Вначале мне показалось, что я оглох. Мое сердце перестало биться. Я это ощущал. Никогда в жизни я не ездил дальше Дувра, не говоря уж о России, хоть и работал в министерстве иностранных дел. “Поехать в Москву? – сказал я. – Да вы спятили. Я – шифровальщик, а не профсоюзный босс с язвой желудка. Я не могу ехать в Москву вот так сразу, – сказал я. – Даже если там меня ждет приз, и Ольга с Борисом жаждут пожать мне руку, и прием в Университете, и всякое такое. Похоже, вы не представляете себе мое положение. Я занимаюсь весьма деликатным делом, – сказал я. – Только вот люди у нас не очень деликатные в отличие от работы. У меня постоянный и регулярный допуск к весьма секретным и сверхсекретным материалам. Я не из тех, кого можно тайком усадить в самолет – и в Москву. Кажется, я писал об этом в своих сочинениях, в некоторых из них”.

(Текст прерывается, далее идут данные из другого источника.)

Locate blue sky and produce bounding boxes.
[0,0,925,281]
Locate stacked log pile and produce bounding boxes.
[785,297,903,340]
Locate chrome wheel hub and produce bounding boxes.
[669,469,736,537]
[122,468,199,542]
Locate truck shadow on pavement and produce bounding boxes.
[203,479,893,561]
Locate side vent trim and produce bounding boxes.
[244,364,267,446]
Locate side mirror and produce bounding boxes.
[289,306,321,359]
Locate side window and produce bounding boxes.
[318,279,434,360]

“Тогда приезжайте в Зальцбург, – предложил он. – Какая разница? Прилетите в Зальцбург, скажите, что послушать музыку, затем потихоньку в Вену. У меня будут наготове билеты – правда, ничего не поделаешь, “Аэрофлот”, но всего два часа лета, в аэропорту никакой возни с паспортами, церемонию проведем в семейном кругу, никто и ухом не поведет”. Затем он вручает мне документ в виде свитка с обожженными краями – официальное приглашение, подписанное всеми членами Совета: на английском, с одной стороны, на русском – с другой. Не стану скрывать, я прочел по-английски. Не мог же я сидеть перед ним со словарем битый час, верно? Я показался бы им полным идиотом, это я-то, лучший их студент. – Он замолк, немного, как мне показалось, смутившись. – Затем я назвал свое настоящее имя, – сказал он. – Я знаю, что не должен был этого делать, но мне надоело быть Немо. Я хотел быть самим собой.


* * *


Вот тут вы ненадолго потеряете нить моего рассказа, как я потерял Сирила. До сих пор я поспевал за его воспоминаниями. А где было можно, я даже опережал его. И вдруг его понесло вперед, и я с трудом мог угнаться за ним. Он уже был в России, а я еще не был. Он не предупредил меня, когда мы туда перебрались. Он рассказывал о Борисе и Ольге, но уже не о том, как звучали их голоса, а о том, как они выглядели: как Борис обнял его и как Ольга застенчиво, но крепко, по-русски поцеловала его – он в общем-то против поцелуев, Нед, но у русских это все получается по-другому, не то что поцелуи, о которых твердит Горст, поэтому он не возражал. Более того, Нед, к этому привыкаешь, потому что у русских это – проявление дружеских чувств. Фревин помолодел лет на двадцать и рассказывал, как все хлопотали вокруг него, будто то был день его рождения, который прежде никто не отмечал. Ольга и Борис во плоти, Нед, точно такие, какими они были во время уроков.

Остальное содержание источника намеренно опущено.